Witnesses and local media reported that thousands of people were fleeing their villages in search of safer areas, with many heading north into the Dir region.
At least 13 people have been killed in recent bombardments, area residents said. An Associated Press reporter in Khar, the main town in the Bajaur tribal region, said he could hear bursts of gunfire yesterday. Few people were moving in the streets, as security forces continued to attack militants staking out positions.
Taleban militants attacked two Pakistani security posts in the tribal area bordering Afghanistan yesterday, sparking fierce clashes in which 20 rebels were killed, officials said. The attacks followed a week of the most intense clashes ever seen in the troubled Bajaur tribal region, and came as Al-Qaeda’s second in command, Ayman Al-Zawahri, issued a call for jihad in Pakistan.

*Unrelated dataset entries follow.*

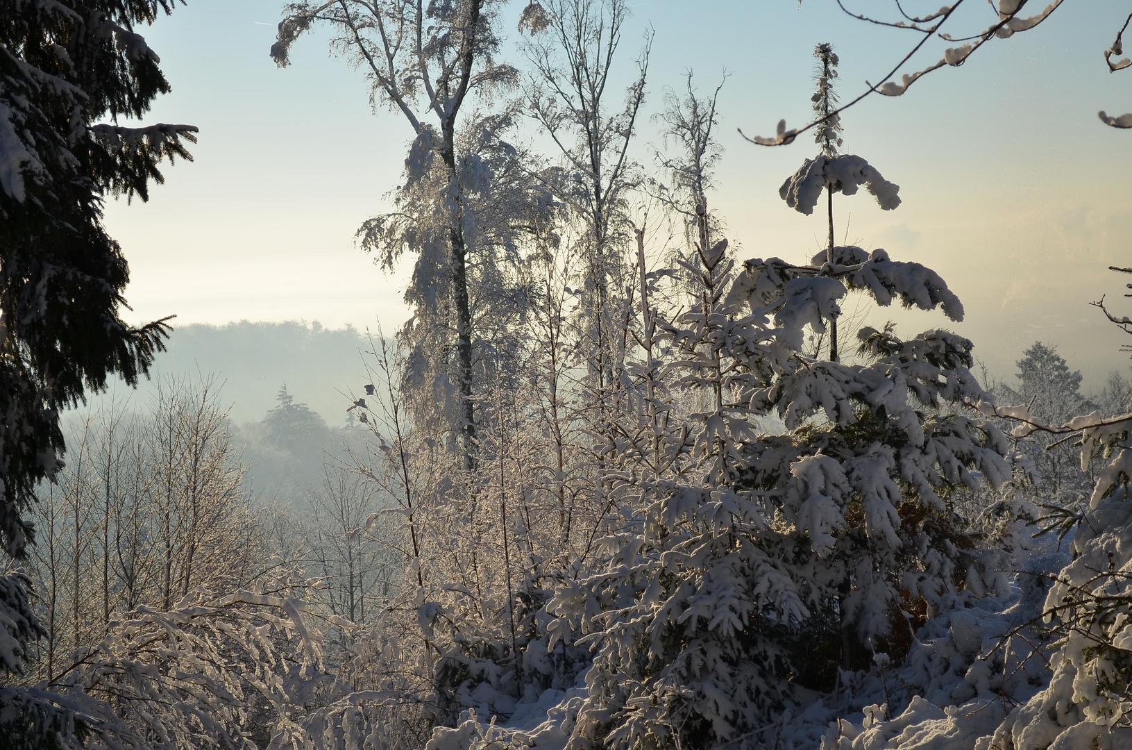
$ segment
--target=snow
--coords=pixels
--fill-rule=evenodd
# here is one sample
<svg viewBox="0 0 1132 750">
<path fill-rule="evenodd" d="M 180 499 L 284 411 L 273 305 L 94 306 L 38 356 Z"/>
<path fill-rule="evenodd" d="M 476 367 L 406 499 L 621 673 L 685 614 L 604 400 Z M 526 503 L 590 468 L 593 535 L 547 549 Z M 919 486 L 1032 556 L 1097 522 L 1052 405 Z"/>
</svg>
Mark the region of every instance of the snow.
<svg viewBox="0 0 1132 750">
<path fill-rule="evenodd" d="M 0 102 L 0 188 L 23 203 L 27 197 L 24 172 L 38 172 L 42 164 L 20 139 L 12 121 L 15 116 L 10 106 Z"/>
<path fill-rule="evenodd" d="M 892 211 L 900 205 L 900 186 L 884 179 L 875 167 L 854 154 L 823 154 L 807 159 L 782 184 L 779 196 L 795 211 L 809 215 L 814 213 L 822 190 L 829 188 L 834 193 L 854 195 L 861 185 L 876 198 L 882 210 Z"/>
</svg>

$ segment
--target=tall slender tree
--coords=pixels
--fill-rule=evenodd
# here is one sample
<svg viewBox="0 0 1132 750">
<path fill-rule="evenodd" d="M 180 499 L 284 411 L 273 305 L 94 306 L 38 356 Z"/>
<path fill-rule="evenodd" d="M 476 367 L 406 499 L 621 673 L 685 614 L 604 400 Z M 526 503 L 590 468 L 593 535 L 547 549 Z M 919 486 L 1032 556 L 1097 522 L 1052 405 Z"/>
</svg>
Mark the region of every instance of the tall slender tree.
<svg viewBox="0 0 1132 750">
<path fill-rule="evenodd" d="M 59 412 L 118 374 L 134 384 L 164 321 L 120 317 L 129 269 L 102 225 L 108 195 L 148 197 L 196 128 L 127 128 L 169 91 L 135 31 L 170 0 L 8 3 L 0 22 L 0 544 L 24 554 L 24 513 L 65 450 Z M 109 122 L 100 122 L 109 119 Z"/>
<path fill-rule="evenodd" d="M 499 122 L 478 117 L 471 100 L 515 79 L 515 70 L 494 57 L 499 48 L 495 28 L 499 3 L 302 0 L 285 7 L 272 46 L 275 61 L 286 66 L 301 34 L 315 25 L 329 26 L 335 49 L 366 71 L 372 100 L 400 112 L 413 130 L 408 179 L 398 196 L 404 198 L 403 211 L 367 222 L 359 237 L 385 266 L 392 266 L 404 249 L 419 253 L 406 290 L 415 316 L 405 332 L 421 340 L 449 334 L 448 340 L 431 342 L 431 351 L 422 348 L 412 361 L 418 369 L 436 369 L 432 375 L 445 378 L 454 370 L 456 383 L 449 384 L 458 391 L 457 429 L 466 468 L 474 465 L 475 442 L 470 264 L 481 259 L 473 257 L 471 203 L 472 195 L 486 187 L 490 170 L 478 151 L 462 147 L 466 144 L 461 136 L 470 133 L 465 126 L 471 131 L 499 129 Z M 408 227 L 397 219 L 409 219 Z"/>
</svg>

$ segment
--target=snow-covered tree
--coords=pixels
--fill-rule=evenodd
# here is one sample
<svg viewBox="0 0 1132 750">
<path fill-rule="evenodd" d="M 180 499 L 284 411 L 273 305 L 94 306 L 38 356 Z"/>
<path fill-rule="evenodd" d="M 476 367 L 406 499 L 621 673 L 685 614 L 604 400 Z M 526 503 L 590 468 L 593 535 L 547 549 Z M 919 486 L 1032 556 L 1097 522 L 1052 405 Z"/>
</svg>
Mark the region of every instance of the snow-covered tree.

Bajaur is a known haunt of Al-Qaeda and Taleban militants hostile to the US-backed governments in Islamabad and Kabul. Zawahri escaped a major US missile strike in the region in 2006. “The Taleban launched a big attack on Tor Ghundi fort and Iskandro post. Security forces responded and 20 militants were killed,” a paramilitary official told AFP.
Violence has intensified across Pakistan’s northwest after a lull that followed an election in February when a coalition government led by the party of slain former Prime Minister Benazir Bhutto came to power seeking to negotiate peace. So far, officials have said at least 100 militants and nine paramilitary troops have died in clashes that began last week in Bajur. Witnesses on Sunday and yesterday said aerial bombardments killed at least 13 people, but it was unclear who all the victims were.
The US has urged Pakistan to crack down on insurgents in the thinly governed tribal belt along the frontier, which is considered a haven for militants attacking government and NATO troops in Afghanistan. The new government has instead sought to strike peace deals with Pakistani insurgent groups, though with little obvious success.
Details of the fighting in Bajur have been sketchy, with few officials responding to calls and conflicting claims emerging on casualties. So far, officials have said at least 100 militants and nine paramilitary troops have died in clashes that began last week in Bajur. At least one person died when a bomb fell on a hard-line seminary in the Mamund area, witness Shireen Jan said.
Witnesses said bombs also struck the house of a relative of Faqir Mohammed — a top Taleban leader — in Tang Khata, a village 10 km outside Khar. Pakistani media also reported that houses linked to Mohammad were targeted.